Based on the above evaluation results, the Zhejiang Electric Power Research Institute, aiming to achieve the goal of "interconnection and interoperability of edge-end devices in the power distribution Internet of Things", optimized and standardized the topology identification technology (characteristic current physical characteristics), topology identification interactive data items and related functions applied to Zhejiang Company, as shown in Table 3.

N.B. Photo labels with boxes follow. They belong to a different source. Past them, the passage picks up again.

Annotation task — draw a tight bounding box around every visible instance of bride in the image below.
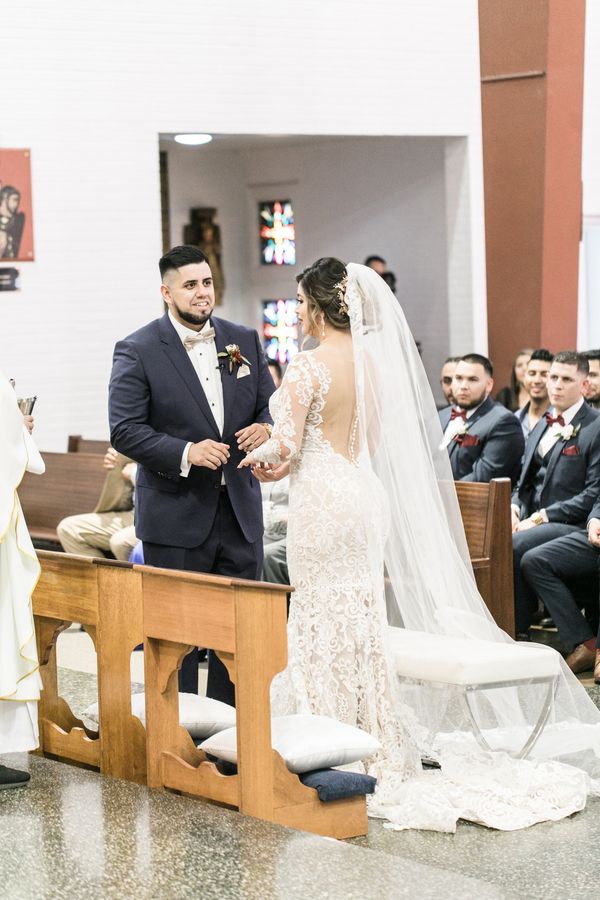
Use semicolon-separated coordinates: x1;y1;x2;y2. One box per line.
240;258;600;831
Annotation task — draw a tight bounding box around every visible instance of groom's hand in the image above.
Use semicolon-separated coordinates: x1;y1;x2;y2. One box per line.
188;438;229;469
235;422;269;453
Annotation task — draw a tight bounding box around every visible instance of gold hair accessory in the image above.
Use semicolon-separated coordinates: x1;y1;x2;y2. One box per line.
334;275;348;316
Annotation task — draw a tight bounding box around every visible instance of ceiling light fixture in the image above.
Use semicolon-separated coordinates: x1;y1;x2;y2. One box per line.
175;134;212;147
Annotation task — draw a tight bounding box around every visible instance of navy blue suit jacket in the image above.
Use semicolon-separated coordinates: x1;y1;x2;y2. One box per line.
440;397;525;484
109;314;275;548
512;403;600;525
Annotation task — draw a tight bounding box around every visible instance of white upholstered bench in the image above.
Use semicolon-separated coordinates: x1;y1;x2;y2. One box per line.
388;627;560;758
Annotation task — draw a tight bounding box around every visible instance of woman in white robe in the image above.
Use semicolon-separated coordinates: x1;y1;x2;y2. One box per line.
0;372;44;789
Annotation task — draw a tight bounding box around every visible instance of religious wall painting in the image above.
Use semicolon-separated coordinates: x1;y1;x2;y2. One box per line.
258;200;296;266
263;299;299;365
183;206;225;306
0;149;34;262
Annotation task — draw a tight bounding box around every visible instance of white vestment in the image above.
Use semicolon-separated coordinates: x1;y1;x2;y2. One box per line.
0;372;44;753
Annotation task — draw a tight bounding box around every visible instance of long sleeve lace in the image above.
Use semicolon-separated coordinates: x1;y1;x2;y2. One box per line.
248;353;315;465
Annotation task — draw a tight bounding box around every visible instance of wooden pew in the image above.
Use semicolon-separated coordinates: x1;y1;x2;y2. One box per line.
142;566;367;838
456;478;515;638
33;551;146;784
19;453;106;547
67;434;110;456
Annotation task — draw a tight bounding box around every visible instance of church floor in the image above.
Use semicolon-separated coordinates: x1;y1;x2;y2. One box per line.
0;636;600;900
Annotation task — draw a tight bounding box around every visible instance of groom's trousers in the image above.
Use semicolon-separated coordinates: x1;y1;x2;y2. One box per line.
144;487;263;706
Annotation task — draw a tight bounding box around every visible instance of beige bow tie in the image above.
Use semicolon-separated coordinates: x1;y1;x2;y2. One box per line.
183;328;215;350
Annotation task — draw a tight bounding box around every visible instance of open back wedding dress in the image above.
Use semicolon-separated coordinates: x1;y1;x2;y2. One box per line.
250;264;600;831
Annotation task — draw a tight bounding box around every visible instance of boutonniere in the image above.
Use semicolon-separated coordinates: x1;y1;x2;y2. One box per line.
454;421;469;444
458;432;481;447
558;423;581;441
217;344;252;375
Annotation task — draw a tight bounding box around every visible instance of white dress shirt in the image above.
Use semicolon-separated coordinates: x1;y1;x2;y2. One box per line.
536;397;585;459
169;310;225;478
511;397;585;522
442;397;487;447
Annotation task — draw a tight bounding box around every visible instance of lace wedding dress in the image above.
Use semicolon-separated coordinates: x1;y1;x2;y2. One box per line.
250;266;600;831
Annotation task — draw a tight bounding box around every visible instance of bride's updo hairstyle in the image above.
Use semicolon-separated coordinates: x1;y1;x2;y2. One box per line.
296;256;350;334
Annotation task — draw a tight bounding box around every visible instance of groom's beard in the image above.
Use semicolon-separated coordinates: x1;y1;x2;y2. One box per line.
179;310;210;325
175;304;212;325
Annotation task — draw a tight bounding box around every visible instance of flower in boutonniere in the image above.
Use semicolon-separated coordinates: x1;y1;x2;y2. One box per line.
217;344;252;375
558;424;581;441
454;422;469;444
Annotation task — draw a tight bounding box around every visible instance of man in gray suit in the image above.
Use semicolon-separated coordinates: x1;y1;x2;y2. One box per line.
440;353;525;484
512;350;600;637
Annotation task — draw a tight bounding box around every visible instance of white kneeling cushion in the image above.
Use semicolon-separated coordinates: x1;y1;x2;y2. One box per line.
200;715;381;774
83;693;235;741
388;628;559;686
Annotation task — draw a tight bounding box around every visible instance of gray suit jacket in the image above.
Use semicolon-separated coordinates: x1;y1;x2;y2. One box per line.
440;397;525;484
512;403;600;525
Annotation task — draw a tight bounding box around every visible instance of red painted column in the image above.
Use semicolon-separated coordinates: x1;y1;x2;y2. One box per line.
479;0;585;386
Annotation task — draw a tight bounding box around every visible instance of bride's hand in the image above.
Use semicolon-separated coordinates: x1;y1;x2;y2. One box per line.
252;462;290;484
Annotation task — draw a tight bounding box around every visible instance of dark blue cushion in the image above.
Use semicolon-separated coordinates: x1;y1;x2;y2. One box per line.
298;769;377;803
206;753;377;803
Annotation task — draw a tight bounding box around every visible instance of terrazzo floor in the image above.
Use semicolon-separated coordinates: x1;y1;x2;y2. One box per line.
0;631;600;900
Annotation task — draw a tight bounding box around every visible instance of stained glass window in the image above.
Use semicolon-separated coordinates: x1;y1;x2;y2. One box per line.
258;200;296;266
263;300;298;365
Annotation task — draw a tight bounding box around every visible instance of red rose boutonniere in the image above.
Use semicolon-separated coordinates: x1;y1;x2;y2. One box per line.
217;344;251;375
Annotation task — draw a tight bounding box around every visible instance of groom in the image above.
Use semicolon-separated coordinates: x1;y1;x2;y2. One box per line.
109;246;275;705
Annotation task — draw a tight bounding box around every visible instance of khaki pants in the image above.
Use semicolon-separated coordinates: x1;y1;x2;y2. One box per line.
56;509;137;561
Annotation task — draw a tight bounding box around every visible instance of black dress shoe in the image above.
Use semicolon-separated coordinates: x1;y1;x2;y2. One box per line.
0;766;31;791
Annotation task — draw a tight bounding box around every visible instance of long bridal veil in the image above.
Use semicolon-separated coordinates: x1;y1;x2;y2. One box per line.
346;263;600;779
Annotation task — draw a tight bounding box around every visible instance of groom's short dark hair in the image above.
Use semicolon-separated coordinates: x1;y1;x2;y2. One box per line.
158;244;208;278
459;353;494;378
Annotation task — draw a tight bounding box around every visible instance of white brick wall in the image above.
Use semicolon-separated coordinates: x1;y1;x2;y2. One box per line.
0;0;485;450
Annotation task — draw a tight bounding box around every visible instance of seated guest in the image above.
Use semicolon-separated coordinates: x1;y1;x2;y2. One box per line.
56;447;137;561
521;498;600;672
496;349;533;412
515;349;554;440
512;350;600;636
440;353;525;482
440;356;460;408
583;350;600;409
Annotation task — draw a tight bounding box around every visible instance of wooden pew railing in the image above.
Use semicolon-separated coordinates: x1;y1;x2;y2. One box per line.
33;551;367;838
33;551;146;784
19;453;106;546
456;478;515;638
143;567;367;838
67;434;110;456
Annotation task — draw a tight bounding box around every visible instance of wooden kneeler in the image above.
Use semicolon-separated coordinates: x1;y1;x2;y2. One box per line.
33;550;146;784
143;566;367;838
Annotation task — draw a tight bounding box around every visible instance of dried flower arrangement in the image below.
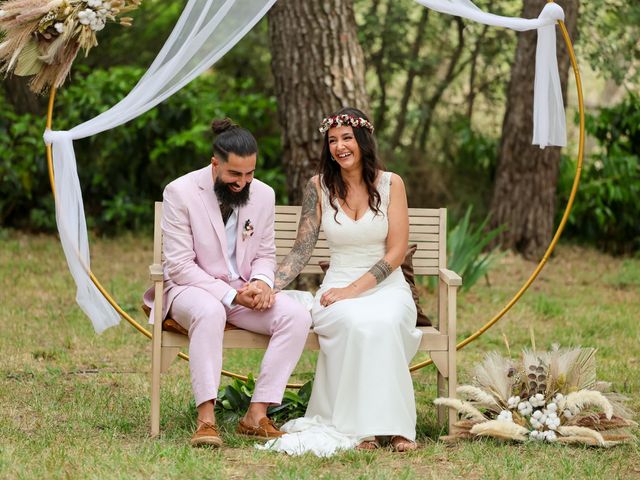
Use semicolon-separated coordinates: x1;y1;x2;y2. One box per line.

Table 3. Physical Features of Topology Identification Based on Characteristic Current Injection by Zhejiang Company
| Topology recognition | Technical Standards | |||
| Modulation frequency | 833.3Hz | |||
| Duty cycle can be set | Default is 1/3, ≤50% | |||
| Single pulse cycle time | 1.2ms | |||
| Bit width time | 600ms | |||
| Characteristic current transmission duration | 9.6s | |||
| The signature can be set in the main site settings. | 0xAAE9 | |||
| Sending interval | Default is 3 minutes, ≥180 seconds | |||
| Amplitude (peak value) | 0.8Un (rated) | 1.0Un | 1.2Un | |
| constant resistance | ≥0.42A | 0.50A~0.65A | ≤0.75A | |
| constant current | ≥0.35A | 0.38A~0.45A | ≤0.50A | |
| Transmit phase | Phase A | |||
| Topology recognition result storage | ≥300 items | |||
05
Summarize
Transformer topology identification technology, as the core foundational application for the construction of distribution IoT based on transformer smart converged terminals, is also the basis for subsequent lean operation and maintenance management of distribution networks and energy internet business applications under cloud-edge-device collaboration. This special evaluation work has laid the foundation for the application of more new distribution IoT technologies and equipment planned for deployment in various cities and prefectures across the province, effectively promoting the digital development of the province's distribution network, meeting safer, more reliable, cleaner, and more diversified electricity demands, and fully supporting the construction of a new power system.